Learn you Galois Fields for Great Good (09)

Linear Algebra over Finite Fields

This is part 9 of a series on Abstract Algebra. In this part, we'll start doing Linear Algebra over Finite Fields.

In the introduction to this series I stated that the numbers don't matter, but normal math rules still work. In this section, we'll really drive that point home by using our finite fields to perform ordinary linear algebra.

Now, this series is not focused on linear algebra, so we're not going to deeply explain core linear algebra concepts or standard algorithms. If you find this section hard to follow and wish to brush up on your linear algebra, here are couple good resources:

Video Lectures: Gilbert Strang's MIT 18.06 (youtube.com)
Book: Chapter 2 of Scientific Computing by Michael Heath (siam.org)

From this point on, we'll assume you have the required linear algebra prerequisites.

A Vector Space over an Arbitrary Field

For engineers, linear algebra is often introduced in the context of real numbers. In practice, one will typically end up using linear algebra with floating-point arithmetic on a computer. But, generally this is the extent of their exposure.

However, there's nothing that constrains linear algebra to just real numbers or its weird non-associative floating-point forms.

The concept of linear algebra in mathematics comes from the definition of a vector space. An element in a vector space can take many structural forms, but for our purposes we can stick with the familiar ordered array of elements form. But instead of the elements being real numbers, they will be elements of some finite field.

Over an arbitrary field, we have the concepts of:

Linear combinations
Linear independence
Linear subspaces
Spans
Bases

Unfortunately, we do not have the concepts of:

Normality / Unit Vectors (requires a norm, i.e.
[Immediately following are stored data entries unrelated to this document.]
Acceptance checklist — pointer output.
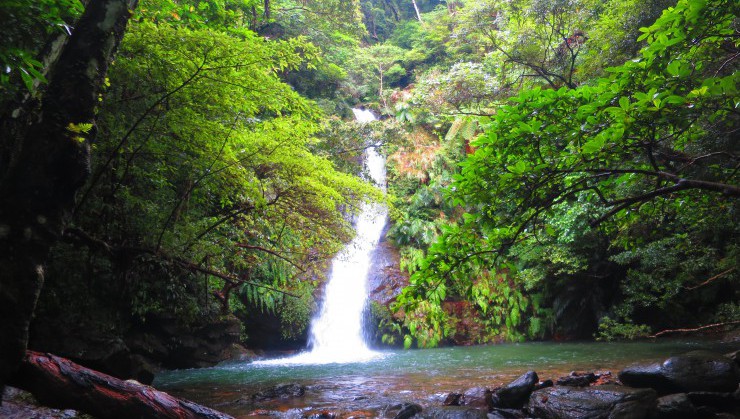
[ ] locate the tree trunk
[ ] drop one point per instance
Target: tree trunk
(416, 9)
(50, 160)
(60, 383)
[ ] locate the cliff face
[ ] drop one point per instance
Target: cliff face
(385, 279)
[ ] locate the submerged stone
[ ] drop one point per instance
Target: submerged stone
(408, 411)
(516, 393)
(281, 391)
(453, 412)
(676, 406)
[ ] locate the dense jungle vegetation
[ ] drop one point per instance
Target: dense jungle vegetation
(557, 168)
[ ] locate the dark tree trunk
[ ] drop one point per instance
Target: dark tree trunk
(61, 383)
(49, 160)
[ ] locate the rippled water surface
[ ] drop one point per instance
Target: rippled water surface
(371, 388)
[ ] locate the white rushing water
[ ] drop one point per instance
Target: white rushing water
(336, 333)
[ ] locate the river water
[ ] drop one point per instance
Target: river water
(372, 388)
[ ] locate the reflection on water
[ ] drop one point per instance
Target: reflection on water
(421, 376)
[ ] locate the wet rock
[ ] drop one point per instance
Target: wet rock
(735, 356)
(453, 412)
(646, 375)
(407, 411)
(477, 397)
(604, 377)
(324, 414)
(280, 391)
(516, 393)
(577, 379)
(544, 384)
(453, 399)
(607, 401)
(694, 371)
(676, 406)
(19, 404)
(506, 414)
(714, 399)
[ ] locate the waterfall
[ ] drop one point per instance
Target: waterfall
(336, 332)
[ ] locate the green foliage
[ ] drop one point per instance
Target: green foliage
(650, 140)
(209, 180)
(610, 330)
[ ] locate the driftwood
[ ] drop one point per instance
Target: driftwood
(59, 382)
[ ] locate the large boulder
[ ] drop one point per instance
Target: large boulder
(676, 406)
(608, 401)
(516, 393)
(577, 379)
(477, 397)
(453, 412)
(694, 371)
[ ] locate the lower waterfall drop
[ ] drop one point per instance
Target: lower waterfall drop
(336, 332)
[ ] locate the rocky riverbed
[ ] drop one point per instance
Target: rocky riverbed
(697, 384)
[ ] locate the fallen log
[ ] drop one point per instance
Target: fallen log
(59, 382)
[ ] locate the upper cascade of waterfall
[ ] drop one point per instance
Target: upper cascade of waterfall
(336, 332)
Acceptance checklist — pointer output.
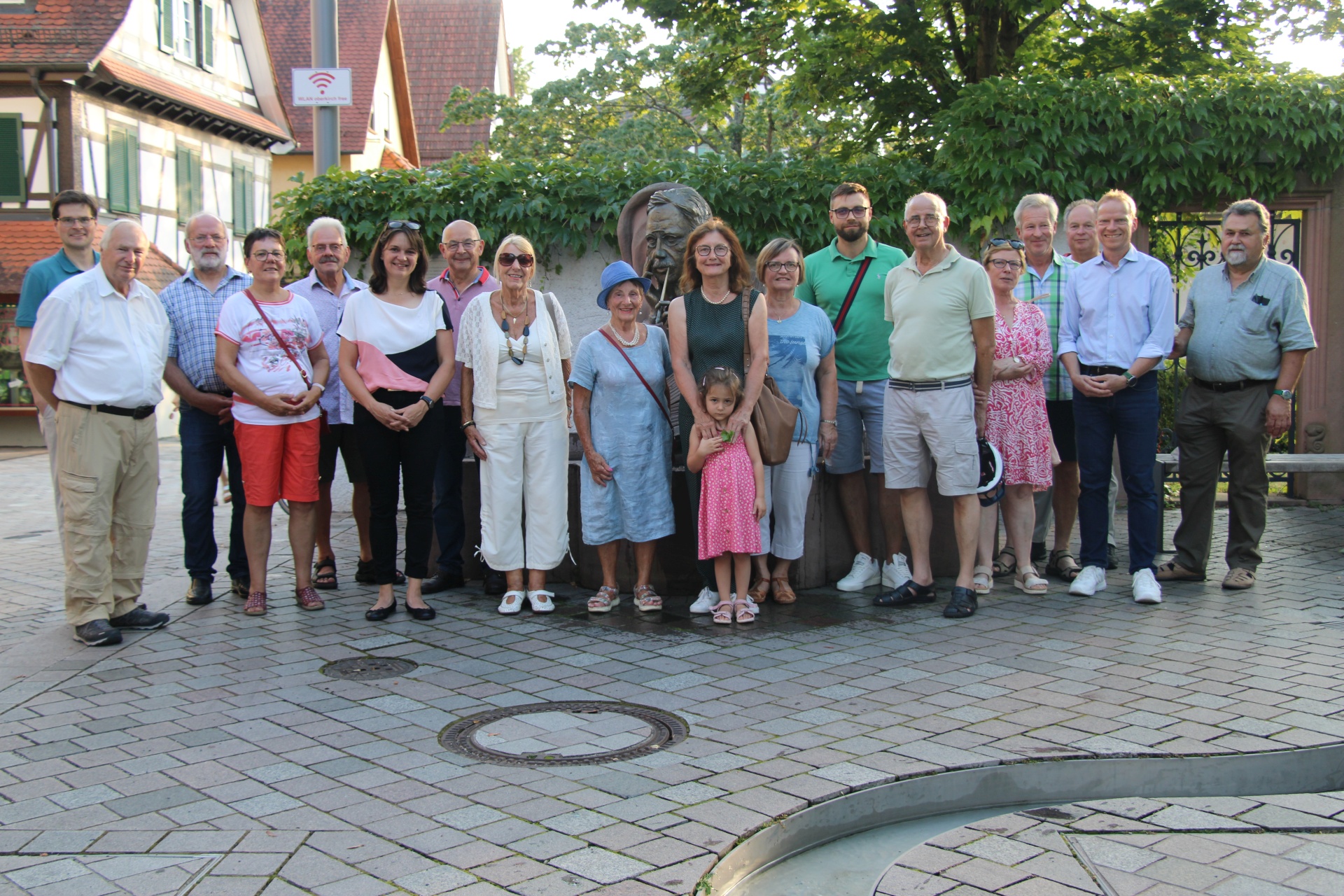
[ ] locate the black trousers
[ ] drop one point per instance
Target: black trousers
(400, 461)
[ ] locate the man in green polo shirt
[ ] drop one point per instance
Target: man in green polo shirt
(862, 332)
(76, 218)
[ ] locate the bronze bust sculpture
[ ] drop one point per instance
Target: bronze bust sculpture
(652, 234)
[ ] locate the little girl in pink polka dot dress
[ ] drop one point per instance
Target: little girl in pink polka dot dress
(732, 493)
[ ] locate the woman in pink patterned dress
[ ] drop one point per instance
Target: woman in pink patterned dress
(1016, 421)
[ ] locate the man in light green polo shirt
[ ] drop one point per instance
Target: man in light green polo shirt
(862, 354)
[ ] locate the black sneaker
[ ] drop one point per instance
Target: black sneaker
(962, 603)
(140, 620)
(441, 580)
(97, 634)
(200, 593)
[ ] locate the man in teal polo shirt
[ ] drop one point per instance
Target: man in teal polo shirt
(76, 218)
(857, 312)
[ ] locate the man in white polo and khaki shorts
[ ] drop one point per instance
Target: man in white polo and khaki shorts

Banach Space)
Orthogonality (requires an inner product, i.e. Hilbert Space).

But, these limitations will not prove to be a big issue for practical applications.

Vectors of `GF(256)` elements

For this implementation we'll use the GF(256) field. This will just be a variant of our GF(2^k) fields using the irreducible polynomial Q = x^8 + x^4 + x^3 + x + 1 (decimal: 283). This is the same field used by AES Encryption.

GF(256) is a very useful field because each element maps exactly to a single byte (u8). Thus a vector of elements is simply an array of bytes. Therefore we can perform linear algebra over ordinary data byte buffers! How cool!

For this, we'll use an implementation based on our GF(2^k) fields with parameters hardcoded for GF(256). There is nothing new worth noting in this implementation. You can read the source code here: src/gf_256.rs

Implementing Linear Algebra

Okay, let's get started implementing a linear algebra library using matrices over GF(256).

Source Code: `src/linalg.rs`

#![allow(non_snake_case)]
use crate::gf_256::GF;
use std::ops::{Index, IndexMut, Range};

Matrix structure

First, we will define a matrix type. Each matrix may have a different number of rows and columns. We'll store the matrix elements in row-major ordering. We will use the shape parameters to calculate offsets into the flattened array.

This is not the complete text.